Woman spends $120K on body modifications to morph into a 'blue eyes white dragon'
A heavily-tattooed Australian woman is revealing she went through $120,000 worth of body modifications to morph from a blond-haired teen to what she describes on Instagram as a “blue eyes white dragon.”
Amber Luke, 25, recently shared a selfie on her Instagram Stories under the caption “body modification is the ultimate form of self-expression.” She also has a section in her Instagram account dedicated to before and after photos of her surgeries, including breast augmentation and a butt enhancement.
Among other things, Luke has a split tongue, lip tattoo, gauged ears, tattoos on nearly every part of her body and has even tattooed the sclera (whites of her eyes) blue.
A post shared by BLUE EYES WHITE DRAGON 🥀 (@ambs_luke09) on Aug 29, 2020 at 8:21pm PDT
A post shared by BLUE EYES WHITE DRAGON 🥀 (@ambs_luke09) on Jun 11, 2020 at 9:08pm PDT
Luke has shared photos of herself pre-transformation on Instagram, noting that she was “catatonically depressed, suicidal and was a walking dead girl.” She added, “I was numb. I hated myself [the] majority of the time - that hatred ran deep.
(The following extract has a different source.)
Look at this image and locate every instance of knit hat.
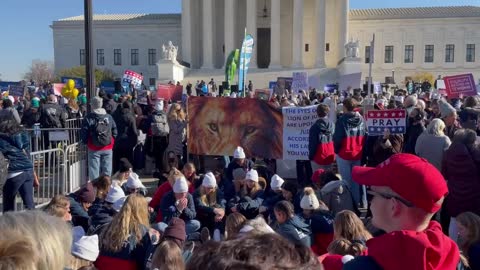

It tormented me.”
Now, Luke wrote, she’s “totally transformed myself into someone [I’m] proud of being. I’m a strong woman who knows exactly what she wants and who she is.”
A post shared by BLUE EYES WHITE DRAGON 🥀 (@ambs_luke09) on Jun 2, 2020 at 3:56am PDT
Luke, who declined to comment to Yahoo Life, has 47,500 followers on Instagram, including fans who regularly fill the comments of her posts with fire emojis. “Amazing you’re a work of art!” one wrote in a recent post. “Mega legendary creature,” another said.
Luke shared in a recent Instagram Story post that she’s spent $120,000 on body modifications so far. And, while she hasn’t indicated whether she plans to do more, she regularly updates her posts with photos of new tattoos.
Related video: Blue eyeball tattoos allegedly left woman blind for 3 weeks
But, while body modifications are popular in some circles, experts warn that they can be dangerous to your health.
“Surgery is a challenge for the healthiest of patients,” Dr. Edward S. Lee, an associate professor of surgery at the Rutgers New Jersey Medical School, tells Yahoo Life. “A larger body contouring operation, like having breasts done…we compare that to running a marathon. You need several months to recover.”
Every surgery comes with a risk of complications, including infection, Lee says, and it’s even greater when someone regularly has procedures done. “If you do something like get a tattoo and then have breast implants put in, and you’re only spacing them out a little, you put yourself at a slightly higher risk of infection,” Lee says.
Lee is especially wary of extreme body modifications, like splitting the tongue. Aesthetic and function aside, “the people who are doing it are usually not licensed practitioners. The materials you are using are questionable in terms of sterility. Also, the tongue does bleed quite a lot,” Lee says.
Even just tattoos come with the risk of communicable diseases, like HIV and hepatitis C, if they’re not done in a sterile environment, Dr. Gary Goldenberg, an assistant clinical professor of dermatology at the Icahn School of Medicine at Mount Sinai in New York City, tells Yahoo Life. “Other concerns are infections, such as staph,” he says.
Tattoos also change, Goldenberg points out. “Some tattoos can fade with time,” he says. “As the skin ages, it becomes more wrinkly and loose, potentially changing or distorting the way the tattoo looks.
Sclera tattoos are especially dangerous, Vivian Shibayama, an optometrist with UCLA Health, tells Yahoo Life. “Whitening the whites of your eyes is extremely dangerous,” she says. “It involves removing a thin surface of the eye called the conjunctiva, which protects the ocular surface. It could lead to infection, perforation and blindness.” Shibayama’s advice: “Don’t do it.”
Lee urges people interested in body modifications — especially extreme body modifications — to think hard before diving in. “These are permanent,” he says. “You cannot undo a sclera tattoo.”